Wednesday, August 4, 2010

Getting in the water

All the wet, white bodies moving in various modes through the water-therapy warm pool. The noon Adult Swim crowd is significantly geriatric, some approaching the water with walkers, canes, protective footwear. Oddly very few women are wearing anything to protect their hair, but many of the men favor the skin tight racing swim caps to keep their wispy hair intact. One man’s wasting body is almost painful to look at – his scapula bones wrenching away from his torso when he strokes slowly in the water creating sharp wings above his back. But he strokes on, on his belly and then his back, covering about twenty yards, stopping to stand, and turning to reverse direction, never touching the wall, never apparently walking on the pool floor. Other men and women are swimming in the lap lanes, powerfully or weakly, racking up point for stamina and exercise. Many women are walking or doing calisthenics at the edge of the pool, squatting out reps of ten – rest – ten, standing push-ups against the wall, intermittently walking laps forward and backward on the lane lines. The men who are exercising in the water keep their distance, avoiding the women walkers who sometimes pair off to visit while they walk, wearing their glasses and earrings, making social time out of the process. Many of the flaccid white bodies strolling in and out of the locker rooms are almost sexless, with drooping breasts, flattened buttocks, hanging upper arms that tell of too much weight (current or former), or muscles long gone, or the atrophying lack of use that arthritis brings. But they are all here, basking in the soothing water, fighting the effects of gravity, relaxing tensions that are so much a part of everyday that they go unnoticed until they are gone.




AT 1:01 on Mondays and Wednesdays in the summer the swim camp arrives, signaled by the first energetic eight year old boys to spill out of the locker room, boys who wore their suits so they wouldn’t have to waste time changing in the locker room, boys who wanted to get every minute out of the pool that they are allotted.. They don’t bother to walk in from the zero entry area that the seniors and young children favor – they jump in or, if they are tentative, walk down the steps into the “deep” end of the lap pool.
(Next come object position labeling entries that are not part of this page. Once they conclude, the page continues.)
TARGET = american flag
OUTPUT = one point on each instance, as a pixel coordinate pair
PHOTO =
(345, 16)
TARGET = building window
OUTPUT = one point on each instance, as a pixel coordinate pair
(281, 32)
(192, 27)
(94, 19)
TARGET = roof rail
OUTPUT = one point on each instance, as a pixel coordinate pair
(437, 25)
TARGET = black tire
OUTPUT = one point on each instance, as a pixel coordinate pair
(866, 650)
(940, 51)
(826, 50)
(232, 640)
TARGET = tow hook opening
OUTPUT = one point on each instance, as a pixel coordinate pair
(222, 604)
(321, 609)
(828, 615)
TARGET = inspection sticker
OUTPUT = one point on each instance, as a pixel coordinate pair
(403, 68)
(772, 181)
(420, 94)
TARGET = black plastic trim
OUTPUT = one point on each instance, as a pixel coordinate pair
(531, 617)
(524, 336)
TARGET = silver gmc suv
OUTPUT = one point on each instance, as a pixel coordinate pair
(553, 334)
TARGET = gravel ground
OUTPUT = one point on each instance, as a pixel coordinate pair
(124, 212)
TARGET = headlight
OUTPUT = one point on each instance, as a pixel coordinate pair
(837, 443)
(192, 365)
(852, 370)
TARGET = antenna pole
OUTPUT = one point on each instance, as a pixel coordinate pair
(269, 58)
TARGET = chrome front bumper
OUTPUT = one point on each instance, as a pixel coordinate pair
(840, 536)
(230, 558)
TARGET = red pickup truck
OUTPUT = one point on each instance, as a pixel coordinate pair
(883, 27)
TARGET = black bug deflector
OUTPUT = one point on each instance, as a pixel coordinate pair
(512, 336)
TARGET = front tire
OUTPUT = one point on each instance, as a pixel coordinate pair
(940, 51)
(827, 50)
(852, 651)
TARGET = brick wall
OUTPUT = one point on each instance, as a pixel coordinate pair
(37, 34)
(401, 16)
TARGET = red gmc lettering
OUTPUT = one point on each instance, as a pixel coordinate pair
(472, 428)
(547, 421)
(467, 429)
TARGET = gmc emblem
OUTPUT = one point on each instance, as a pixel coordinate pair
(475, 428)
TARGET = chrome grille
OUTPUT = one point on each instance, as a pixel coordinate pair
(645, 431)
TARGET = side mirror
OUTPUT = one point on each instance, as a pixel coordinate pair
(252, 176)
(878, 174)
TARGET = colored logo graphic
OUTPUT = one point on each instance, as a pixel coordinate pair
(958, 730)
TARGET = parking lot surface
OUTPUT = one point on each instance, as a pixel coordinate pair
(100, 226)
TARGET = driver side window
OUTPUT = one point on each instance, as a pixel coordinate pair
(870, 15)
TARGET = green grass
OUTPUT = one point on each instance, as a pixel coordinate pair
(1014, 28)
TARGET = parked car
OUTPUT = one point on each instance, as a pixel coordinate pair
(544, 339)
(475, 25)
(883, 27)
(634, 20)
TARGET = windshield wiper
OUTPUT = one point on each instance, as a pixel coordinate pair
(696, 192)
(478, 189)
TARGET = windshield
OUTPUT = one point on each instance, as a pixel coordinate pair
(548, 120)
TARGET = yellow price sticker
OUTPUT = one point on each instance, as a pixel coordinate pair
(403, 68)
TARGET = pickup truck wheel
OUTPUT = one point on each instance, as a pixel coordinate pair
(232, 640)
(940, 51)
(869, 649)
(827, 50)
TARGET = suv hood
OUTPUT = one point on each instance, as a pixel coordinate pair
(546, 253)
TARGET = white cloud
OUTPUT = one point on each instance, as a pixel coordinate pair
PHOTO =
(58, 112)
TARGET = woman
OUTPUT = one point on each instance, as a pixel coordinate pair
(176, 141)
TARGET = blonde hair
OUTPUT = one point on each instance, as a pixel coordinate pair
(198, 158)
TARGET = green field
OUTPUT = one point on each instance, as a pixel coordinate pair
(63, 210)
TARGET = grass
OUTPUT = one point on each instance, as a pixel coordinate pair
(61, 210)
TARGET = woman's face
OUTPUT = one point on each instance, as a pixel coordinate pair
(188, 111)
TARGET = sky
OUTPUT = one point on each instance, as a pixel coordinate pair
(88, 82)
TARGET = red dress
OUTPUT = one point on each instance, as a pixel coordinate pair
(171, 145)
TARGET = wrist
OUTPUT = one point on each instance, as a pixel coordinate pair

Pretty soon the pool is teeming with six to twelve year olds, with goggles and wet pony tails, tagging each other, sneaking in a “cannon ball” behind the guards’ backs, making no pretense of actually swimming, but clearly able to swim if required. No more need for lane markers except to protect the area where the area where squealing wet bodies are shooting off the slide. Open Swim is just that – open to all comers and energizing in it’s craziness.



Weekend Adult Swim hours still have the complement of water walkers and aqua exercising people of a certain age, but with the added attraction of real lap swimmers, young adults in tank suits and Speedos, and thirty-somethings knocking out ten laps as part of the workout regimen before soaking in the hot tub. There is always a sprinkling of fifty-somethings who are rehabbing a new knee or hip joint, winding up physical therapy for a surgical repair, or just acknowledging that the exercise in the water is the exercise that doesn’t hurt the next day – the secret that the seniors have been keeping during the weekday hours.